Pendant de nombreuses années, la géopolitique a été considérée par les investisseurs comme rien de plus qu’un bruit de fond. Les acteurs du marché la reconnaissaient comme un facteur dans l’actualité, mais non comme un élément nécessitant un changement fondamental de stratégie de portefeuille. Cette hypothèse n’est désormais plus tenable. Aujourd’hui, la géopolitique est devenue une force centrale façonnant les résultats économiques, les stratégies d’entreprise et les rendements des actifs. La véritable question pour les investisseurs n’est pas de savoir si la géopolitique compte, mais comment y faire face. En théorie, la géopolitique constitue un risque systémique classique : il est difficile de se protéger de l’impact d’une guerre mondiale, d’une crise financière ou d’une pandémie par diversification. Les investisseurs sont rémunérés pour supporter de tels risques via une prime de risque. De plus, les données empiriques montrent que les marchés peuvent se redresser rapidement après des chocs géopolitiques. Des études sur les rendements observés lors des grands conflits depuis la Seconde Guerre mondiale n’ont révélé aucun schéma cohérent : parfois les marchés ont chuté brutalement, parfois ils ont progressé, et souvent l’impact à long terme a été minime. Cela confortait les investisseurs de long terme dans l’idée que « tenir bon » était la meilleure stratégie.

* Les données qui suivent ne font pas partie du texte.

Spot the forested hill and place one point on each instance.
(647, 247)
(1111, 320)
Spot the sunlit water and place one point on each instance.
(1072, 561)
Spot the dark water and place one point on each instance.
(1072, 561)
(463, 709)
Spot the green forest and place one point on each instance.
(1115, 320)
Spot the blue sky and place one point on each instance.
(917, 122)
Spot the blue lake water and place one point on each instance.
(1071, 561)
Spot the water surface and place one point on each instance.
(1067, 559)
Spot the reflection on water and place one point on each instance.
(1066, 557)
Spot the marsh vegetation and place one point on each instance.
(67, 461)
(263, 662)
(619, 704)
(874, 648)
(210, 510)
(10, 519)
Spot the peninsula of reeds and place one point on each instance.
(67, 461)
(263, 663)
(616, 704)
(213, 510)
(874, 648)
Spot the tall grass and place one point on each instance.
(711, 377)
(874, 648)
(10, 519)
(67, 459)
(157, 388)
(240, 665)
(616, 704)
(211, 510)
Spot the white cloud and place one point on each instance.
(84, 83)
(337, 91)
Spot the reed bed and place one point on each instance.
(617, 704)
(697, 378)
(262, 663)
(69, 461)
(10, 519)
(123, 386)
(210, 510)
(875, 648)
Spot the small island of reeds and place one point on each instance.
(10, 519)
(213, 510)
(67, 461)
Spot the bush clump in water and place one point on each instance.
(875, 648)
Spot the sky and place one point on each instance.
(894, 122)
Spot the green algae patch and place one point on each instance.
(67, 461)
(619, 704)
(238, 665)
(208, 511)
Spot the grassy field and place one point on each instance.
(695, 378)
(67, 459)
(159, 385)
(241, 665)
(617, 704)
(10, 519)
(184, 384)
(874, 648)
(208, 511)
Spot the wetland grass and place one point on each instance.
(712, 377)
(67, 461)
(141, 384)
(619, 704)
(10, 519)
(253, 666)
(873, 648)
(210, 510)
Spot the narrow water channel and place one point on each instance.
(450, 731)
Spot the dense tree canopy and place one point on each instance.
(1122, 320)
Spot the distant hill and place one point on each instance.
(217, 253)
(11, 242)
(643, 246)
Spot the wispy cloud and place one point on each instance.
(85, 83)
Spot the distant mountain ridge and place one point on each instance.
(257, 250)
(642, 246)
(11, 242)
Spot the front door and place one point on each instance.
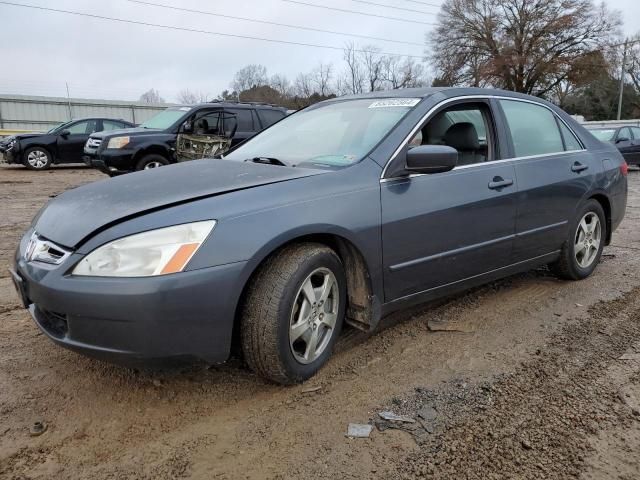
(554, 173)
(71, 144)
(442, 228)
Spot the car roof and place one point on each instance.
(424, 92)
(234, 105)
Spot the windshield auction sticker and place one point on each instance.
(395, 102)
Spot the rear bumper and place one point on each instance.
(135, 321)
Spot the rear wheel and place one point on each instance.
(37, 158)
(151, 161)
(582, 250)
(293, 313)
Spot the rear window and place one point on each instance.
(269, 117)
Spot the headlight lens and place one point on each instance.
(118, 142)
(156, 252)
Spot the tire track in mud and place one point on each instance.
(538, 421)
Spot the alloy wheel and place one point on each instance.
(314, 315)
(37, 159)
(587, 240)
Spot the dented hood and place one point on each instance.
(74, 215)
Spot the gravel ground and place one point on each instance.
(529, 377)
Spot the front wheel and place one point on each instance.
(37, 158)
(582, 250)
(293, 313)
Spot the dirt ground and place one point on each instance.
(528, 377)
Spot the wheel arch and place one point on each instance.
(363, 306)
(605, 202)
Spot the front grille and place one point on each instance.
(55, 324)
(93, 143)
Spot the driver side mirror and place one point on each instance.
(431, 159)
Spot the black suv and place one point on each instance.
(62, 144)
(177, 134)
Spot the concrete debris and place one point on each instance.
(359, 430)
(392, 417)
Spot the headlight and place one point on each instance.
(156, 252)
(118, 142)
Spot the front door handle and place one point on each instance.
(578, 167)
(498, 182)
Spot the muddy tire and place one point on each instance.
(582, 250)
(37, 158)
(151, 161)
(293, 313)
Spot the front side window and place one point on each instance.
(534, 130)
(604, 134)
(243, 117)
(83, 128)
(269, 117)
(624, 135)
(335, 134)
(166, 118)
(464, 127)
(109, 125)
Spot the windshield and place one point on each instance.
(336, 134)
(60, 126)
(166, 118)
(604, 135)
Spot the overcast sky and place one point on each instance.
(41, 50)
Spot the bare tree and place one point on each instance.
(281, 84)
(522, 45)
(304, 85)
(189, 97)
(321, 78)
(354, 77)
(249, 77)
(151, 96)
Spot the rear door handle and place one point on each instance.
(578, 167)
(499, 182)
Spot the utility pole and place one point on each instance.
(624, 61)
(68, 101)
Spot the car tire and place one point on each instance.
(581, 252)
(279, 324)
(151, 161)
(37, 158)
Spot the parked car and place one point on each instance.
(626, 139)
(62, 144)
(341, 213)
(177, 134)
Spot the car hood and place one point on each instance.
(76, 214)
(126, 131)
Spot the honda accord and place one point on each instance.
(338, 214)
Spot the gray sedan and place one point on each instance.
(340, 213)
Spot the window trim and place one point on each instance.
(446, 101)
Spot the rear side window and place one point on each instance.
(244, 119)
(534, 130)
(571, 143)
(269, 117)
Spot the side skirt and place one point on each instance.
(467, 283)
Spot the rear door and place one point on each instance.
(634, 158)
(439, 229)
(624, 143)
(554, 174)
(71, 146)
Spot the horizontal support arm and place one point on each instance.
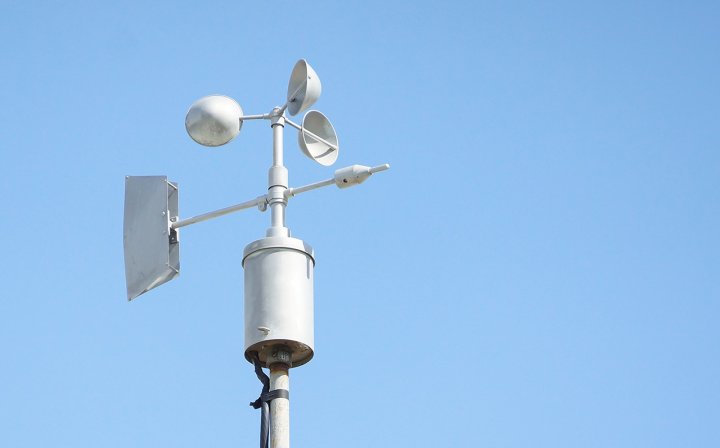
(259, 201)
(344, 177)
(256, 117)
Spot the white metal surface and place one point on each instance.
(318, 139)
(279, 297)
(304, 88)
(152, 252)
(214, 120)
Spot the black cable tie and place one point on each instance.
(273, 394)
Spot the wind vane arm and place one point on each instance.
(260, 202)
(343, 178)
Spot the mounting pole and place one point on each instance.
(279, 363)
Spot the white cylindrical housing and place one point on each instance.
(279, 298)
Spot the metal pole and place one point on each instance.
(277, 180)
(279, 407)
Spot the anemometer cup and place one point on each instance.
(304, 88)
(214, 120)
(323, 152)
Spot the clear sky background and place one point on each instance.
(539, 267)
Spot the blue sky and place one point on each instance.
(539, 267)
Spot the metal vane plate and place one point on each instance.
(152, 249)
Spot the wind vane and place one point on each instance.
(278, 300)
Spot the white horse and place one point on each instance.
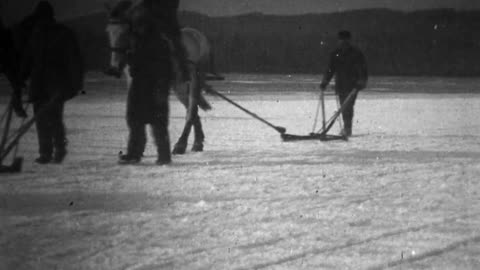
(198, 53)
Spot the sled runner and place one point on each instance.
(326, 125)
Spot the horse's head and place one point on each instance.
(118, 30)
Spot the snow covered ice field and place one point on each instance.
(403, 193)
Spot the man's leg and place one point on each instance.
(348, 113)
(58, 132)
(136, 141)
(44, 132)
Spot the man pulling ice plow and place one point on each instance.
(52, 61)
(347, 63)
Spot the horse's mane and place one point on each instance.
(121, 8)
(124, 8)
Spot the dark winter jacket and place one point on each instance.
(151, 71)
(349, 68)
(53, 62)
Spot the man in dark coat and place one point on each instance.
(348, 65)
(54, 64)
(151, 71)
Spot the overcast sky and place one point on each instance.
(13, 9)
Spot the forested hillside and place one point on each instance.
(435, 42)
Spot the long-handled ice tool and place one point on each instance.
(279, 129)
(326, 125)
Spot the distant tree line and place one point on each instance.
(440, 42)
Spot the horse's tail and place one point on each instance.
(212, 73)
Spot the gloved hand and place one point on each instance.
(361, 84)
(323, 86)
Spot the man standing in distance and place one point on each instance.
(348, 65)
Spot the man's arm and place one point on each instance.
(328, 75)
(362, 71)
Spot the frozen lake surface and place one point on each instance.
(403, 193)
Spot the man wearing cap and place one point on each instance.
(348, 65)
(53, 62)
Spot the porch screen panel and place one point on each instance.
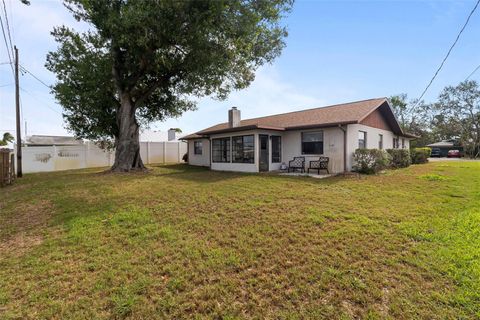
(243, 149)
(221, 150)
(312, 142)
(276, 149)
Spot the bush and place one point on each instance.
(370, 160)
(420, 155)
(400, 158)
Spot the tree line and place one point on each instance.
(455, 115)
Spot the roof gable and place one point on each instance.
(384, 118)
(353, 112)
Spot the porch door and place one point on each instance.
(264, 156)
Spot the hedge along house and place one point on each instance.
(263, 144)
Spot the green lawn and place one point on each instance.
(184, 242)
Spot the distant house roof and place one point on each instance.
(443, 144)
(346, 113)
(41, 140)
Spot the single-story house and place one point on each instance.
(441, 148)
(263, 144)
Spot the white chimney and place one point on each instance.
(172, 134)
(234, 117)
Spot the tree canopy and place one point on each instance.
(455, 115)
(6, 139)
(146, 60)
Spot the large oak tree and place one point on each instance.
(147, 60)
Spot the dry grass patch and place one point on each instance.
(183, 242)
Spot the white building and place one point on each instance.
(263, 144)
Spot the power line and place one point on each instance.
(6, 45)
(473, 72)
(32, 95)
(448, 54)
(38, 79)
(8, 26)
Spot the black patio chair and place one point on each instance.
(320, 164)
(297, 163)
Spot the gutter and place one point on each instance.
(344, 129)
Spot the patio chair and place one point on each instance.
(320, 164)
(297, 163)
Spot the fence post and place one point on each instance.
(2, 169)
(178, 153)
(12, 168)
(164, 152)
(148, 152)
(86, 154)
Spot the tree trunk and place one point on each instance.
(127, 144)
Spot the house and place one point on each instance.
(263, 144)
(441, 148)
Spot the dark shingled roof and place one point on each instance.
(353, 112)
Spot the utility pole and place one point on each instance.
(17, 109)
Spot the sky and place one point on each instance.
(336, 51)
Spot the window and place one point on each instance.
(276, 149)
(362, 139)
(312, 142)
(395, 143)
(243, 149)
(197, 147)
(221, 150)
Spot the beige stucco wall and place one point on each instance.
(333, 139)
(199, 159)
(332, 147)
(372, 140)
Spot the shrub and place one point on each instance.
(420, 155)
(370, 160)
(400, 158)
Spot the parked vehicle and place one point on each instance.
(454, 154)
(436, 152)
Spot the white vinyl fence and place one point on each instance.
(56, 158)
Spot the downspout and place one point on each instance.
(344, 129)
(210, 151)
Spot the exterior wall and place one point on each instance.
(239, 167)
(291, 147)
(372, 140)
(332, 147)
(57, 158)
(376, 120)
(199, 159)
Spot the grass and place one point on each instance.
(184, 243)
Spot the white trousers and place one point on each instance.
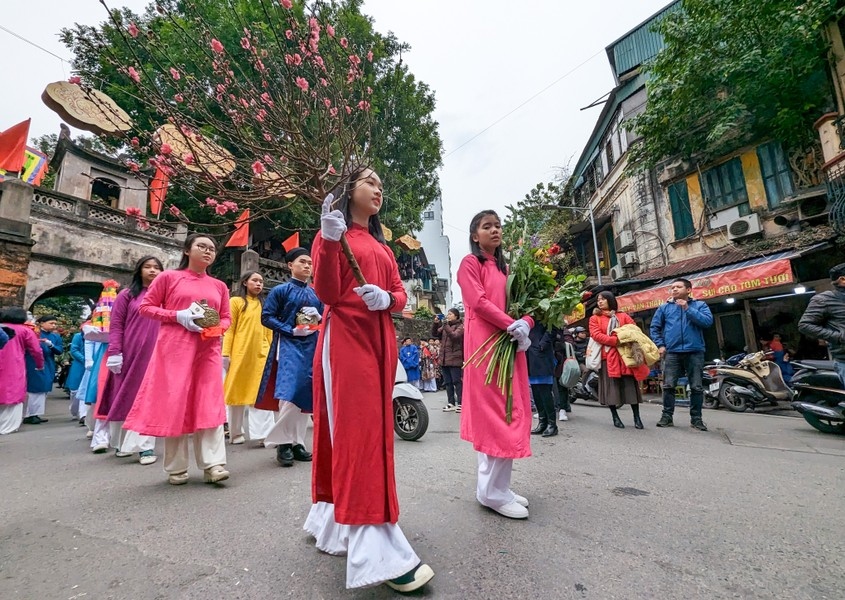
(11, 417)
(129, 441)
(494, 480)
(102, 434)
(290, 427)
(374, 553)
(209, 450)
(35, 404)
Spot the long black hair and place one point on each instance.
(137, 280)
(189, 242)
(476, 249)
(242, 293)
(343, 197)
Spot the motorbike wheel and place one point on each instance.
(729, 400)
(410, 418)
(820, 423)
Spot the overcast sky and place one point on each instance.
(482, 58)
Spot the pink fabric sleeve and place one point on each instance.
(151, 305)
(118, 320)
(326, 256)
(32, 346)
(475, 296)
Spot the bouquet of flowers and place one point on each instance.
(533, 290)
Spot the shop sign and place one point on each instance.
(729, 283)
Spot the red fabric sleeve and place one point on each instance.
(475, 296)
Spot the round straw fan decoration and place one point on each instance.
(208, 157)
(86, 108)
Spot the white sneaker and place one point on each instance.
(512, 510)
(521, 500)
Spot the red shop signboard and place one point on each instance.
(738, 281)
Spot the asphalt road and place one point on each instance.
(751, 509)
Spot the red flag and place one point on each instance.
(13, 147)
(158, 190)
(241, 235)
(291, 243)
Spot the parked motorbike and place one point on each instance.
(410, 416)
(752, 382)
(587, 388)
(820, 397)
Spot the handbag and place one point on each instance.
(571, 369)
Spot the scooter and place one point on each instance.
(819, 396)
(752, 382)
(410, 416)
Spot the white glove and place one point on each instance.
(373, 296)
(186, 317)
(332, 222)
(519, 330)
(312, 312)
(115, 363)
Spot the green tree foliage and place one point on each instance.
(402, 141)
(734, 71)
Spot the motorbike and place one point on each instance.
(820, 397)
(587, 388)
(410, 416)
(752, 382)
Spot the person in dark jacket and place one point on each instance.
(541, 373)
(678, 331)
(451, 333)
(824, 319)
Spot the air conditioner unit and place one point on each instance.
(629, 259)
(616, 272)
(811, 208)
(744, 227)
(624, 241)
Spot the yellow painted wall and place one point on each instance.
(754, 180)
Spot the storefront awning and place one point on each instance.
(739, 278)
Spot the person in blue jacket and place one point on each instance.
(409, 356)
(678, 331)
(40, 382)
(76, 371)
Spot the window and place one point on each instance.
(681, 213)
(777, 177)
(724, 186)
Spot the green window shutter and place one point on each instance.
(681, 213)
(777, 176)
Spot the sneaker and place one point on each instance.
(512, 510)
(521, 500)
(413, 579)
(665, 421)
(215, 474)
(147, 457)
(177, 478)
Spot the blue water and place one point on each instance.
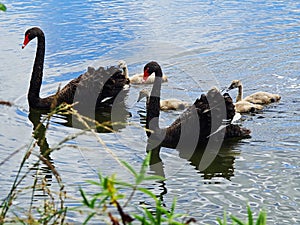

Mais cette fois-ci pourrait bien être véritablement différente. La rivalité persistante entre les États-Unis et la Chine, l’érosion de la mondialisation et la politisation des flux commerciaux et financiers suggèrent un changement structurel plutôt qu’une perturbation temporaire. Les volumes d’échanges se sont stabilisés, les investissements directs étrangers ont nettement reculé, et les chaînes d’approvisionnement mondiales – colonne vertébrale des bénéfices des multinationales – sont de plus en plus sous tension. Ces tendances pointent vers un monde dans lequel les flux de capitaux et la valorisation des actifs pourraient être durablement transformés.
Deux cadres conceptuels permettent de contextualiser ces évolutions. Le premier est celui de la rivalité entre grandes puissances, où le monde est défini par la compétition entre une superpuissance en place (les États-Unis) et une puissance montante (la Chine). Dans ce scénario, l’hégémonie américaine reste intacte, l’Europe s’aligne largement sur les États-Unis, tandis que la Russie joue un rôle secondaire auprès de la Chine. Le second est celui du désengagement des grandes puissances, dans lequel les États-Unis se retirent progressivement de leur rôle de garant d’un ordre fondé sur des règles. Les anciennes alliances perdent de leur importance, les sphères d’influence se renforcent, et l’Europe se retrouve coincée entre des puissances concurrentes.
Les deux perspectives comportent des implications profondes. Que l’avenir soit défini par la rivalité ou par le retrait, pour les investisseurs le résultat sera une incertitude accrue, des perturbations de marché plus fréquentes et un monde où les hypothèses de stabilité ne peuvent plus être tenues pour acquises. Pour les investisseurs, les prochaines années seront probablement marquées par une plus grande volatilité, des pressions inflationnistes plus fortes et un besoin accru de gestion active. La planification de scénarios devient indispensable, tout comme une diversification plus large entre régions et classes d’actifs. Les couvertures géopolitiques via une protection intelligente contre les baisses devraient faire partie de la boîte à outils, et l’exposition aux États-Unis mérite un examen attentif. Cela ne signifie pas nécessairement vendre les actifs américains, mais cela appelle à une gestion plus délibérée du risque lié au dollar.
Le message central est clair : la géopolitique n’est plus un choc externe mais une composante intégrale de la dynamique des marchés. Pour bâtir des portefeuilles résilients, les investisseurs doivent reconnaître cette réalité et l’intégrer directement. Les anciennes hypothèses – comme la stabilité du dollar américain ou l’indépendance des chaînes d’approvisionnement mondiales – ne peuvent plus être tenues pour acquises. La tâche ne consiste pas à réagir à chaque titre de presse, mais à concevoir des structures robustes capables de résister aux turbulences d’un monde fragmenté.